From the heart, an additional sharing of thoughts from Isobel about combining her passion for animal welfare, Izzy Lane & her Sheep Sanctuary www.izzylane.co.uk
IZZY LANE
The Voice for Animals in the Fashion Industry
In July 2008 Izzy Lane was asked to show her collection before the Queen at the Great Yorkshire Show. In 2008 we won the RSPCA Small Fashion Company Award. Izzy Lane won the New Designer of the Year Award at the RE Fashion Awards, the world’s first ethical fashion awards and were also in 2008, runners up at the Observer Ethical Fashion Award.

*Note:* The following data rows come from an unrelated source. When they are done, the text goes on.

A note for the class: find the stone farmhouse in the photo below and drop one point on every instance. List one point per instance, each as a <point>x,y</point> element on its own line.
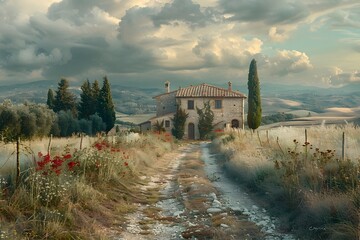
<point>226,104</point>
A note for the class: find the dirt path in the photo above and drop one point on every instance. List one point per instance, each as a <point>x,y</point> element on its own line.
<point>184,203</point>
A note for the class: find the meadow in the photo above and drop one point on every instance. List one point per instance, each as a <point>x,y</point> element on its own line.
<point>303,179</point>
<point>74,188</point>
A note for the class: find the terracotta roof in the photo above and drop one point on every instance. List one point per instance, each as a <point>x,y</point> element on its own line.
<point>205,90</point>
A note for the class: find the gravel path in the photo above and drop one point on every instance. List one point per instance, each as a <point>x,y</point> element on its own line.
<point>196,201</point>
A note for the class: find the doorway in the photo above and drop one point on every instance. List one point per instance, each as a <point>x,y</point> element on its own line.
<point>191,131</point>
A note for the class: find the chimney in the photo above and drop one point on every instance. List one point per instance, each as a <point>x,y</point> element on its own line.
<point>230,86</point>
<point>167,86</point>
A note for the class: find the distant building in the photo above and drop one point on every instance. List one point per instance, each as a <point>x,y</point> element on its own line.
<point>227,105</point>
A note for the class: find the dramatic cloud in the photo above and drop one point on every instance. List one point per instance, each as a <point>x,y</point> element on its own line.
<point>289,62</point>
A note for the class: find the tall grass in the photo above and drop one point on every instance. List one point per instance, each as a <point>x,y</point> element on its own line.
<point>308,181</point>
<point>73,193</point>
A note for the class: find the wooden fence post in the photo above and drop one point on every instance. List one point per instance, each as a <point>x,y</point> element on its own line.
<point>343,147</point>
<point>17,161</point>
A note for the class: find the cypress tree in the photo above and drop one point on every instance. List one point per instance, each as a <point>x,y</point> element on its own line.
<point>179,120</point>
<point>86,104</point>
<point>106,105</point>
<point>95,97</point>
<point>50,99</point>
<point>206,118</point>
<point>64,99</point>
<point>254,98</point>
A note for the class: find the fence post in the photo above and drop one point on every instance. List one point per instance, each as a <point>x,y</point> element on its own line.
<point>17,161</point>
<point>343,147</point>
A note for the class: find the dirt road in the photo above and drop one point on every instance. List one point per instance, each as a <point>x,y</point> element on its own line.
<point>191,198</point>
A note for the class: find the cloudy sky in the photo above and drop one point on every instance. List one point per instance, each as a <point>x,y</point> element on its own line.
<point>146,42</point>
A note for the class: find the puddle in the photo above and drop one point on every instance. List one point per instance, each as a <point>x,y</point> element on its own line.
<point>234,197</point>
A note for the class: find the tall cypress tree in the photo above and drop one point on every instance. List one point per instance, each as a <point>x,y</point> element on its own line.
<point>50,99</point>
<point>95,97</point>
<point>86,101</point>
<point>254,98</point>
<point>179,120</point>
<point>106,105</point>
<point>64,99</point>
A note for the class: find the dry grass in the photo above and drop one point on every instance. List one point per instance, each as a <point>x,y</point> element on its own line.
<point>84,201</point>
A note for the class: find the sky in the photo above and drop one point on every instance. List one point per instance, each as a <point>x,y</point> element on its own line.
<point>147,42</point>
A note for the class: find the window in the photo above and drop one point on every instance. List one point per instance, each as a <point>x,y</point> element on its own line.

Izzy Lane’s entire range is made in Britain. The clothes are made from the wool from the 600 sheep, Shetlands and Wensleydales that we have rescued from slaughter. Destined for slaughter for being male, missing a pregnancy, being too old, too small or a little lame. In the case of Wensleydales, they are also slaughtered for any black spots on their fleece or pinking in their black skin – ‘imperfections’. A vegetarian since my teens and a passionate animal lover, I have always felt pain to the pit of my stomach at the way farm animals are treated – intensive factory farming and live exports. Faced with the argument that sheep would not exist if we didn’t eat them, I was determined to find a place and an economic model where they could exist and live out their natural lives.

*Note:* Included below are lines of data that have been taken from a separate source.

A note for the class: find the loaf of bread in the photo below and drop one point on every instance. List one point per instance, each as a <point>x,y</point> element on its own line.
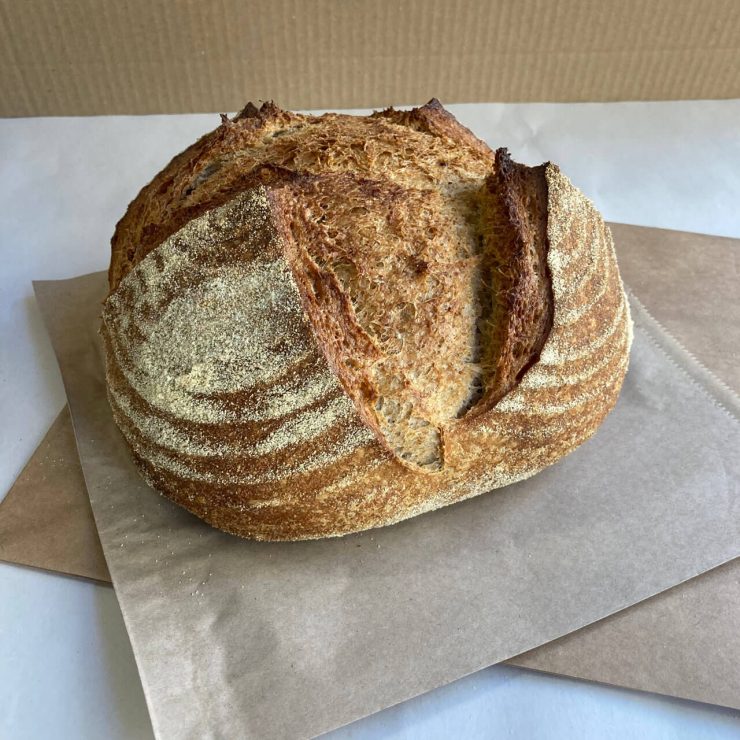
<point>318,325</point>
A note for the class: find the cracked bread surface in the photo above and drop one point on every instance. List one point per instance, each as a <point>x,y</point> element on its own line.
<point>411,270</point>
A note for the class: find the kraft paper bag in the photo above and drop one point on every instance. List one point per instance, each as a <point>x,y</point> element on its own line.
<point>235,637</point>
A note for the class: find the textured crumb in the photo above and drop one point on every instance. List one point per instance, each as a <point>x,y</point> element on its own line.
<point>321,325</point>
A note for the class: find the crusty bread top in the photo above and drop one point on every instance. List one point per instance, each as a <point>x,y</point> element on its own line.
<point>420,255</point>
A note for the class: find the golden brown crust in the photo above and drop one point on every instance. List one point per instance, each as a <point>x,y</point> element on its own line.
<point>243,350</point>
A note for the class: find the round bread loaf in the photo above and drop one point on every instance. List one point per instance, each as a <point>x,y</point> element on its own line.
<point>318,325</point>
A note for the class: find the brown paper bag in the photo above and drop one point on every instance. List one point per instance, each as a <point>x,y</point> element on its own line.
<point>627,649</point>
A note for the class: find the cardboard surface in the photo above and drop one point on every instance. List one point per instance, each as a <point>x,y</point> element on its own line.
<point>297,638</point>
<point>151,56</point>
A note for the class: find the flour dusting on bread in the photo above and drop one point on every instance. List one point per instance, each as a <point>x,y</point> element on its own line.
<point>319,325</point>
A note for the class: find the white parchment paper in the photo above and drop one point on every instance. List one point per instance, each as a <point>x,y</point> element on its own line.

Our knitwear is handknitted by ladies from across the Yorkshire Dales using our own Wensleydale wool. The Wensleydale is a rare breed, on the endangered list, there are only some 1800 left in the world. Its wool is silky and lustrous and does not contain any kemp, which is the coarse prickly itchy fibre, so can be worn against the skin.

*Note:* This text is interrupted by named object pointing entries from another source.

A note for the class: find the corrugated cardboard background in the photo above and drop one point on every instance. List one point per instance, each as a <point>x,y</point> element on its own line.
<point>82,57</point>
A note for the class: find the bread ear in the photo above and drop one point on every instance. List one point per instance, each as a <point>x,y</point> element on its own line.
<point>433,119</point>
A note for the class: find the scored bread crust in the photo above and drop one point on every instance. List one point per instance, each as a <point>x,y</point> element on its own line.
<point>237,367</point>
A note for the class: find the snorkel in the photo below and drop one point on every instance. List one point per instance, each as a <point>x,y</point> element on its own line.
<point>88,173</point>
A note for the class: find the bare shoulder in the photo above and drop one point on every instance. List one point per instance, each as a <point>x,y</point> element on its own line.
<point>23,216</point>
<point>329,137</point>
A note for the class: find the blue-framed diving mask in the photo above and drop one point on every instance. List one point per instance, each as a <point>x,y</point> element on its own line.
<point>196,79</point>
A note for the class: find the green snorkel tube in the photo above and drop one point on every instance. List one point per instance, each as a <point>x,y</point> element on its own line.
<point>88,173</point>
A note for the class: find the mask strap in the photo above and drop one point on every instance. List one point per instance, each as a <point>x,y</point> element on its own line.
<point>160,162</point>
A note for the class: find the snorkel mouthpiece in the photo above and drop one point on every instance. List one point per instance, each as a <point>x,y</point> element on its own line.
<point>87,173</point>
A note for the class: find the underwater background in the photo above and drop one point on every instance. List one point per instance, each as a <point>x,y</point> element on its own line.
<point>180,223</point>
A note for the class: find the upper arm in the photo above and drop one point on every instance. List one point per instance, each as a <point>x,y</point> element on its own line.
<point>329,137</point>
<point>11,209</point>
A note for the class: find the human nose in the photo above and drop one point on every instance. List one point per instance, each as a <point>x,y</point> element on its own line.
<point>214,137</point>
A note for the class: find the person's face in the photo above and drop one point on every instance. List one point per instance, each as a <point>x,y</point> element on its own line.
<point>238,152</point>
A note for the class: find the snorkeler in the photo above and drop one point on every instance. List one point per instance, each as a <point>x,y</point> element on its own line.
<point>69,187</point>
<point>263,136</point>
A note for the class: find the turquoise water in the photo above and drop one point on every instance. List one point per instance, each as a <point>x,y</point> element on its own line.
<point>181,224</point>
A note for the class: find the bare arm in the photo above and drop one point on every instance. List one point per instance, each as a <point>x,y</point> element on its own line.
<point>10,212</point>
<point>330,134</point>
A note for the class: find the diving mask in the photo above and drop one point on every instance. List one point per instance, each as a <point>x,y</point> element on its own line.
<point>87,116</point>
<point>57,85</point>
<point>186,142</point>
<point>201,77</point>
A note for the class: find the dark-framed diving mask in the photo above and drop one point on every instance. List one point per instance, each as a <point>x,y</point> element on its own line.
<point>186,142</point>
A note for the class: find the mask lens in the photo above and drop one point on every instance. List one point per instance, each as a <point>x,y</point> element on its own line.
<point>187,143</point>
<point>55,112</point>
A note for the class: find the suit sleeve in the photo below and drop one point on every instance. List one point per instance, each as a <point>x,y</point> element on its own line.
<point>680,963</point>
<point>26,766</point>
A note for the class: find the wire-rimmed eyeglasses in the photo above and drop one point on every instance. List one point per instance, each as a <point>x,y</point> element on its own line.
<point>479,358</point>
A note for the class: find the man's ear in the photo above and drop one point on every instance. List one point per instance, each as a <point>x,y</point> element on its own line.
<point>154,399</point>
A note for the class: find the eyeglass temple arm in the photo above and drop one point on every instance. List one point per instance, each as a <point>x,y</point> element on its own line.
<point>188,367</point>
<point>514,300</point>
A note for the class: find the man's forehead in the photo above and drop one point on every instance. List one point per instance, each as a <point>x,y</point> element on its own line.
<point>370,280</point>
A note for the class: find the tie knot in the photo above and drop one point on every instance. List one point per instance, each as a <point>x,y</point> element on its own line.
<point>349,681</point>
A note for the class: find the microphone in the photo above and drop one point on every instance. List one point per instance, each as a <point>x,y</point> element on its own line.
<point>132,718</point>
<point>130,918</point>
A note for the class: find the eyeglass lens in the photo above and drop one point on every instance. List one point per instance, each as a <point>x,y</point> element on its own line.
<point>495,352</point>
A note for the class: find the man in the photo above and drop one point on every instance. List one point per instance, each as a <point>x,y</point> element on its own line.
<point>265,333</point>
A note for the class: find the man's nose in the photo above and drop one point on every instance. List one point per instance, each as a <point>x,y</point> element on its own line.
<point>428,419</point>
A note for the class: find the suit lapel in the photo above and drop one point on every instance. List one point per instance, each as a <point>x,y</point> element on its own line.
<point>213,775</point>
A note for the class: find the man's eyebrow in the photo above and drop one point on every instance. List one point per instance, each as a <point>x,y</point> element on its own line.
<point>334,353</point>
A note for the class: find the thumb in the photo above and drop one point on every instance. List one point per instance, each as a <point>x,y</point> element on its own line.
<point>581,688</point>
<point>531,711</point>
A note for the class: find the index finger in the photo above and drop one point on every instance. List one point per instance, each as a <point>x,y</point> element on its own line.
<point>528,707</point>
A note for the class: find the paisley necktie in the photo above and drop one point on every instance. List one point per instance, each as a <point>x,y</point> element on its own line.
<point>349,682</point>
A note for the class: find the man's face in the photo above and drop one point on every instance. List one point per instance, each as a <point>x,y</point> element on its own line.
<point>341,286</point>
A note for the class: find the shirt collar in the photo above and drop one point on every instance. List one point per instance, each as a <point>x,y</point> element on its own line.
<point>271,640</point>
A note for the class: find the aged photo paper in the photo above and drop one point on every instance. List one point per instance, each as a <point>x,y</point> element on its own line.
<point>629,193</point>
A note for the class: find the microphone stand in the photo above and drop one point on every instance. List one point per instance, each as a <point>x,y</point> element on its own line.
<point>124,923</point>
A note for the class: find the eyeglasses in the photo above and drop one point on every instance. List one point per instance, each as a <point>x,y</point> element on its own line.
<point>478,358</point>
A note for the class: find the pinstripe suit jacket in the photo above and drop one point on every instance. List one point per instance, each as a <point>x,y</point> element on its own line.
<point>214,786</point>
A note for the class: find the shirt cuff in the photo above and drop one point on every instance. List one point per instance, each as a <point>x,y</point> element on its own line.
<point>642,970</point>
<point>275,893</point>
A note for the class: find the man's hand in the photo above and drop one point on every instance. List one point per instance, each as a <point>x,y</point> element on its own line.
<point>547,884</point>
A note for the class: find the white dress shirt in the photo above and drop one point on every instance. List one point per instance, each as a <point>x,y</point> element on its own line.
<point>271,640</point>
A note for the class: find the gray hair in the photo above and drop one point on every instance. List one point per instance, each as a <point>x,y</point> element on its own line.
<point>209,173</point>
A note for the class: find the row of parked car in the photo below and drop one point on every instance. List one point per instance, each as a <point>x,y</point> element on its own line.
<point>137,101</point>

Our beautiful woven skirts, jackets and coats are made using the wool from our own flock of Shetlands. The Shetland is a rare breed with only around 3000 in the world. It is a primitive breed brought to the Shetland Isles by the Vikings in the 8th century. Again, it has a fine, soft wool. The Shetlands produce fleeces in a multitude of natural colours which we weave undyed into cloth – herringbone, houndstooth, multi-coloured checks etc.
Around 80% of the wool used in Europe is imported from Australia and New Zealand. Izzy Lanes clothes are produced from the nurture of the sheep to the fabrication of the finished piece within a 150km radius using only local, British industry. Each week brings news of more mills shutting down. Since Izzy Lane started, just 2 years ago, their dye-house, the last in Bradford and their spinner, the last Worsted spinner in Britain, both shut up. Izzy Lane is working to help to save the Victorian mill which weaves their cloth, from closure.
Our beautiful shoes and handbags are handmade and made from faux snake, faux crocodile and faux leather materials approved by the Vegetarian Society.
We can assure the integrity and authenticity of each piece since we have taken it through the whole process from the rescuing and care of the sheep through to the finished piece.
Izzy Lane is a passionate supporter of animal causes. She is patron of Vega and a supporter of Compassion in World Farming. As ethical fashion advances it is important to us that the voice of the animals is considered and apart from all the other ethical considerations mentioned above, Izzy Lane is about giving them that voice in the fashion industry.
Fans of the label include Lily Cole and Katharine Hamnett.
Isobel’s thoughtful gaze upon one of her rescued sheep provides the perfect calm countryside vision with which to close this month’s issue. I hope that April offers lots of sunshine in your part of the world – the daffodils and crocus are in bloom everywhere around us and new signs of spring appear each day.